← Back to syllabus

W1_L02

Phylogenetics 101 — Part A

View slidesPractical Notes

phylogenetics 101 - trees

Phylogenetic trees can be represented in multiple formats, but nonetheless they all share several interesting implications.

If N = n. species, there are:

  • N terminal branches
  • 2N-3 total branches
  • N-3 internal branches
  • N-2 internal nodes

Regarding the number of trees which can possibly describe the relationships between a given number of terminal nodes (e.g. species), I will just say that is a number which goes up quite quickly.

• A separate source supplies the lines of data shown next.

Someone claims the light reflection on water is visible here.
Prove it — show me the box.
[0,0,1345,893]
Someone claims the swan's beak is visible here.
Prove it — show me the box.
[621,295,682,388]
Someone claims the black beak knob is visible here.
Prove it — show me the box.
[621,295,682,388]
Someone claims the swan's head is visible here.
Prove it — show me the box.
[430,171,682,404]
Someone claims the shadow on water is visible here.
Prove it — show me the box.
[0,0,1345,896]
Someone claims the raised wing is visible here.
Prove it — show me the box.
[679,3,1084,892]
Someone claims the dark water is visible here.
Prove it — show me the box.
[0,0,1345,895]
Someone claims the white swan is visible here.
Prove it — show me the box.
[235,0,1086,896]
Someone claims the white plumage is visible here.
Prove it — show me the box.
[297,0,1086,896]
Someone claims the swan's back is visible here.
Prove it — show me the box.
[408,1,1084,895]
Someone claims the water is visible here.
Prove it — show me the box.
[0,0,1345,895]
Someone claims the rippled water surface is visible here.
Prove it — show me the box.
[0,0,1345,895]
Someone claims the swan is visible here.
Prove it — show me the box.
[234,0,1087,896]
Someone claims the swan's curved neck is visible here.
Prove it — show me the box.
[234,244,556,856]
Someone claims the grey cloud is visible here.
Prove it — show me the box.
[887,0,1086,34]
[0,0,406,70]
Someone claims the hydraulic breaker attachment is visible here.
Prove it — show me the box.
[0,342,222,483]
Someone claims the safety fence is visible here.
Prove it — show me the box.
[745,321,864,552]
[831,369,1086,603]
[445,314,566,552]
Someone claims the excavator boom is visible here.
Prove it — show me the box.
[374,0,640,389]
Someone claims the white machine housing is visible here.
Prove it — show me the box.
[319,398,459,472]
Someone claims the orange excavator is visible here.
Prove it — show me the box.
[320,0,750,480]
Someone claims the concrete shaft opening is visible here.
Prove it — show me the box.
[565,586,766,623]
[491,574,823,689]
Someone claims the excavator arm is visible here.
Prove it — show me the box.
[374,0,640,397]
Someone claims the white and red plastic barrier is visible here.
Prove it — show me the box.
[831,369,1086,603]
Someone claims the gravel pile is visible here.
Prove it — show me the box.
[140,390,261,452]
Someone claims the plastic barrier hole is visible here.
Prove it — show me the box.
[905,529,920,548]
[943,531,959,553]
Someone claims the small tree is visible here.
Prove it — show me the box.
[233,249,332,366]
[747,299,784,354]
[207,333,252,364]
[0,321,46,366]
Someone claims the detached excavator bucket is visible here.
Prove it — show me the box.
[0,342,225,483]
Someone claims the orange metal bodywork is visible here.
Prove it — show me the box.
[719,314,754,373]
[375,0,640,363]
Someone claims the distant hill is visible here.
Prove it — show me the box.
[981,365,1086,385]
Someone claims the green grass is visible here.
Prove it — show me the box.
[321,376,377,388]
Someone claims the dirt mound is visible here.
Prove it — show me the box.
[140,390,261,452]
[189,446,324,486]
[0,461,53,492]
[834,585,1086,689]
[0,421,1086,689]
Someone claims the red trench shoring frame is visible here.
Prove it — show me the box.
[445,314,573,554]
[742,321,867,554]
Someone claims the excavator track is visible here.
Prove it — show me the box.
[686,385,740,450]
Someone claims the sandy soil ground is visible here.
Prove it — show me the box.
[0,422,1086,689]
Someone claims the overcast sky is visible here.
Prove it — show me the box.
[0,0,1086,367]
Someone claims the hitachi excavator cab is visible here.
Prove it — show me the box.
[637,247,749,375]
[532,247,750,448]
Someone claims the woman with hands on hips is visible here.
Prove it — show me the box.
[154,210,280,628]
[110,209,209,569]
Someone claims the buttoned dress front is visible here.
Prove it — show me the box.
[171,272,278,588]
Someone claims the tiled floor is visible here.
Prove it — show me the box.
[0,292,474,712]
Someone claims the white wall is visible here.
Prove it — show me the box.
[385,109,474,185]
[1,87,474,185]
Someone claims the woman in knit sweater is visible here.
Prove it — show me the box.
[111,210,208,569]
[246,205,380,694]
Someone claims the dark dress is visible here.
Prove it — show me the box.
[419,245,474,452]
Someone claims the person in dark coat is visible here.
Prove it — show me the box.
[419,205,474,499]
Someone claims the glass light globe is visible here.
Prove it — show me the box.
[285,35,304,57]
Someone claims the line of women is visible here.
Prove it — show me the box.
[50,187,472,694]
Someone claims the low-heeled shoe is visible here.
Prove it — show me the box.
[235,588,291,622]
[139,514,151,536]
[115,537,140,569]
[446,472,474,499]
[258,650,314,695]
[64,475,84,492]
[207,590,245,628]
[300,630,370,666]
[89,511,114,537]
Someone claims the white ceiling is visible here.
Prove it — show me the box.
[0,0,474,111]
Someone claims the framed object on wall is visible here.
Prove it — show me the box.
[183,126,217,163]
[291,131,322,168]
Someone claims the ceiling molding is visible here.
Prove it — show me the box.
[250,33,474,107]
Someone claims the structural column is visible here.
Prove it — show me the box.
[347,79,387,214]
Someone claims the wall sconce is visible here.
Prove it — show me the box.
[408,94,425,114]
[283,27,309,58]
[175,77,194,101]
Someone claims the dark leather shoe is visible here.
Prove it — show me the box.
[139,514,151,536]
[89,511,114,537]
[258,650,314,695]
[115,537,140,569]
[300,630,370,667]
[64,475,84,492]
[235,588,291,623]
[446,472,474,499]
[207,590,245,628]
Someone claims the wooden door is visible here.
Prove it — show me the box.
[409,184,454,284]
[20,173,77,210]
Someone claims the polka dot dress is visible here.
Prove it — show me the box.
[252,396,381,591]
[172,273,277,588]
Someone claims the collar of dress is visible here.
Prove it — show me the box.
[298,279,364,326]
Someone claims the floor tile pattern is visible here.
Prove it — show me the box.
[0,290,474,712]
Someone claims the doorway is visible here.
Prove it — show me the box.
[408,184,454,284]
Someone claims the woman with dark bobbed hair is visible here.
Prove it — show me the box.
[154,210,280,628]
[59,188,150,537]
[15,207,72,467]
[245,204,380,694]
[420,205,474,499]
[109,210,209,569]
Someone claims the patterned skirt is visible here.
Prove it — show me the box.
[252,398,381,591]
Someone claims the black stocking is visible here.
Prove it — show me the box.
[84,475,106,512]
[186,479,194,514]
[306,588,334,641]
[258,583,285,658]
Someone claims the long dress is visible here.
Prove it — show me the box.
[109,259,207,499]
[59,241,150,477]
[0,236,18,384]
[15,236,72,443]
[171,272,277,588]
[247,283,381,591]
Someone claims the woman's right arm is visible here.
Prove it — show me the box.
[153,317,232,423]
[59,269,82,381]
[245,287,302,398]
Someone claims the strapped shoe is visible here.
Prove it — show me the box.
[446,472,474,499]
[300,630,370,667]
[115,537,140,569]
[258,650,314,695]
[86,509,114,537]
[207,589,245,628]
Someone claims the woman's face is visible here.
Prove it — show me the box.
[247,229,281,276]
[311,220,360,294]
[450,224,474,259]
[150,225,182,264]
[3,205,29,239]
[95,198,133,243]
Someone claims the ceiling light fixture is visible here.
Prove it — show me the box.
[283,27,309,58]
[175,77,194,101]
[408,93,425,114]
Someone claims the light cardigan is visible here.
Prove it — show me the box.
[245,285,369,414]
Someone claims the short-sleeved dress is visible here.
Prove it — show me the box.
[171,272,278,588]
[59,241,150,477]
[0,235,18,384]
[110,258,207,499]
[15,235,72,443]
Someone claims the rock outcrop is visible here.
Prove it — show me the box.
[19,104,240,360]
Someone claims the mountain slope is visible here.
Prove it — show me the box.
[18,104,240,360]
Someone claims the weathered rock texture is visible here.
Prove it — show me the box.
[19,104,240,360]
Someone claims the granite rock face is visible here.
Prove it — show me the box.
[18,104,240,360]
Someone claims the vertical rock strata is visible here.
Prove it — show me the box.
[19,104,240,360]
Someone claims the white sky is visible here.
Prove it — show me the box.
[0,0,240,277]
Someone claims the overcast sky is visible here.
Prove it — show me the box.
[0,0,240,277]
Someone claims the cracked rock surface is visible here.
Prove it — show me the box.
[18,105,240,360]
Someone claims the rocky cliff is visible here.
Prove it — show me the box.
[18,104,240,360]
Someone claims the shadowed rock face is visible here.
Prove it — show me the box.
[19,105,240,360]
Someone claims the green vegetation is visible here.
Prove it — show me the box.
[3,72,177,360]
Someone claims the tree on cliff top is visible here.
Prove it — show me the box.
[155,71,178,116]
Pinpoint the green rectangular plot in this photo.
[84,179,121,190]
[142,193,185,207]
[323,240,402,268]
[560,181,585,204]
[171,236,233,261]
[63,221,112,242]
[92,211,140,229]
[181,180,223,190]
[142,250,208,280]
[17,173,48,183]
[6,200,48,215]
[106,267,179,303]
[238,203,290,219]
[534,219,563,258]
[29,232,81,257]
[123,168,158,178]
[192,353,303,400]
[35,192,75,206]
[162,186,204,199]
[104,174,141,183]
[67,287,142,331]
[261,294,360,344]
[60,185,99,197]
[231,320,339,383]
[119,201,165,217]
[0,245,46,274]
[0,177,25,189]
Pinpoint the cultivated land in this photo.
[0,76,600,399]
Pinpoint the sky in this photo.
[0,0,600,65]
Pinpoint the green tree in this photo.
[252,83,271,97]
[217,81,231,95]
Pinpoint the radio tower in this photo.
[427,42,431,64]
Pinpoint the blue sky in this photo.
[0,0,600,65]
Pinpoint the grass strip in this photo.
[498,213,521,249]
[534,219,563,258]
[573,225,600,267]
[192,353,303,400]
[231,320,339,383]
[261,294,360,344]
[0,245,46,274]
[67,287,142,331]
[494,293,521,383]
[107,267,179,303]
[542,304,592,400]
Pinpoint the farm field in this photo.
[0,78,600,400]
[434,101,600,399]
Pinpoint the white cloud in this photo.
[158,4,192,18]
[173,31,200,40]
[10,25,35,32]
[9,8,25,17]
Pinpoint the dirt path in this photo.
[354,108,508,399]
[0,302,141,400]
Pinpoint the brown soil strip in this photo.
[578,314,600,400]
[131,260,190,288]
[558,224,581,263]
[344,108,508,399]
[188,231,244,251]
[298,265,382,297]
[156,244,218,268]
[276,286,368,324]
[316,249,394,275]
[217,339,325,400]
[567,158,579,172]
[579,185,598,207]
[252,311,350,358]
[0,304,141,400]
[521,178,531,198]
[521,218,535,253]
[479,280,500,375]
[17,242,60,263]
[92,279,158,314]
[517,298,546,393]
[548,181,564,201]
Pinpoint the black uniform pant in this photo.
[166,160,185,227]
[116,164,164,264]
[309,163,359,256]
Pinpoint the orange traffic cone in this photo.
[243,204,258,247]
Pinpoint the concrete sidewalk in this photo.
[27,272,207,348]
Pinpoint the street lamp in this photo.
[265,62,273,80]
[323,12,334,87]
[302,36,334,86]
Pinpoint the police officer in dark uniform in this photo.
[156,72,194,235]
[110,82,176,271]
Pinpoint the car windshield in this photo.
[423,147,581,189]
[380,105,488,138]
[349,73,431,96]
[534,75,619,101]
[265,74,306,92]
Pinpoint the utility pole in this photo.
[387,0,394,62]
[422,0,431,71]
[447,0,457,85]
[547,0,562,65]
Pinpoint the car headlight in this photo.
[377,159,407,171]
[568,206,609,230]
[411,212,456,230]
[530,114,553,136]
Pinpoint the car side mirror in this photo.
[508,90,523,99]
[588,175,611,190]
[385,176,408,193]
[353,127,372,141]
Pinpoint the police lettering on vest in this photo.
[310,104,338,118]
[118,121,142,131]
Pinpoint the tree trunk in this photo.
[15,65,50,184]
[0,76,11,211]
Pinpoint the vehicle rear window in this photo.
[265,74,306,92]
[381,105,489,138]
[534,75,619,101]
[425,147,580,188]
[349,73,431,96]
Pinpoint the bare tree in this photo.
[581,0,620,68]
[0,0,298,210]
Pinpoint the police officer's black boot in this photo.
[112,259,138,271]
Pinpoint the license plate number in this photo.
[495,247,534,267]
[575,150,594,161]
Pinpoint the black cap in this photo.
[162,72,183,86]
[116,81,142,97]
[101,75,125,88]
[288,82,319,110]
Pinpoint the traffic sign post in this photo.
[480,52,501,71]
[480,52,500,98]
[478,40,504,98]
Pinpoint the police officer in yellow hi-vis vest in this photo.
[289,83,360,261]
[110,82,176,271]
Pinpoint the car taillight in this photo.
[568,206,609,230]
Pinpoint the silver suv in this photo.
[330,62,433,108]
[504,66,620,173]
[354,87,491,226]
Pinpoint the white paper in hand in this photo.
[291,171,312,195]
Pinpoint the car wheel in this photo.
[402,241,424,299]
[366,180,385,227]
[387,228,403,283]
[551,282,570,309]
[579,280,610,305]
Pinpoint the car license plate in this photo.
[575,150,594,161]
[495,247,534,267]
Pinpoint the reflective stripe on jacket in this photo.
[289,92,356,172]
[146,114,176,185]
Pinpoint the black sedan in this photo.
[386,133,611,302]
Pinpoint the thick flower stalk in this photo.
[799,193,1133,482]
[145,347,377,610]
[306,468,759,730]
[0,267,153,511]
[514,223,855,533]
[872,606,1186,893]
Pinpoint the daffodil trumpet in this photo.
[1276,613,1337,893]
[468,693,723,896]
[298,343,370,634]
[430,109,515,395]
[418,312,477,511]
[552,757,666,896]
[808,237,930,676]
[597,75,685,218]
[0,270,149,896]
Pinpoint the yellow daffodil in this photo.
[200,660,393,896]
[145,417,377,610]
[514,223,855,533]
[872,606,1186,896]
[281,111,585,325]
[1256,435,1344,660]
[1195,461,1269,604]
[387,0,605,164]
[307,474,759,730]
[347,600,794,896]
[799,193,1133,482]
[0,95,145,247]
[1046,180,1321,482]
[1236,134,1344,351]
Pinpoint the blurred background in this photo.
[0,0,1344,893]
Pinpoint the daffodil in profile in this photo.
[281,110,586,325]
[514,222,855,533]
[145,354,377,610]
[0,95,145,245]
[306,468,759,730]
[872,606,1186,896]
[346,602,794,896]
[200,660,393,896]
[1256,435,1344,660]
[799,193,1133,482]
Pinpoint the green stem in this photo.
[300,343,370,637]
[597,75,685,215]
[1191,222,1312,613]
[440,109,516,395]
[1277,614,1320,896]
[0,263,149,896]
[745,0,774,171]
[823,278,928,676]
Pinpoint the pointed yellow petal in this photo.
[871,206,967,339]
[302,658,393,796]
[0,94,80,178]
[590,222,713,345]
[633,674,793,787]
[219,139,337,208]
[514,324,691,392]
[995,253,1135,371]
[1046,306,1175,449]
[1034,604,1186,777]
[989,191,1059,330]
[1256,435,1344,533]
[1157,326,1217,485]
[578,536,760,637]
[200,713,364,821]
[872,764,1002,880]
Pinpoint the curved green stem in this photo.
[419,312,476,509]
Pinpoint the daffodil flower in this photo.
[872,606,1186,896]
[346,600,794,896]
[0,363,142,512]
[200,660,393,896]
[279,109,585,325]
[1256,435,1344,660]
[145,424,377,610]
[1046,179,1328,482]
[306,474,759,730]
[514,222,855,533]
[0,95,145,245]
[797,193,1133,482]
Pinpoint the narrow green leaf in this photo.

This even more true for trees with a root, as for each unrooted there are 2N-3 times as many rooted trees. Here are some numbers:

LeavesUnrooted treesRooted trees
313
515105
794510,395
9135,1352,027,025
102,027,02534,459,425

The Newick format:

The Newick format was developed in the 1980s and is often associated with the Newick Conference held at the Newick restaurant in Dover, New Hampshire. Its simplicity made it quickly popular in the phylogenetics community, making it a de facto_ standard for exchanging tree data. The Newick is a combinations of parentheses, punctuation, numbers & letters. Lets take a look at some possibilities the .nwk offers:

(,,(,));                         	      no nodes are named

(A,B,(C,D));                     	      leaf nodes are named

(A,B,(C,D)E)F;                     	      all nodes are named

(:0.1,:0.2,(:0.3,:0.4):0.5);    	      all but root node have a distance to parent

(:0.1,:0.2,(:0.3,:0.4):0.5):0.0;     	  all have a distance to parent

(A:0.1,B:0.2,(C:0.3,D:0.4):0.5);    	  distances and leaf names (popular)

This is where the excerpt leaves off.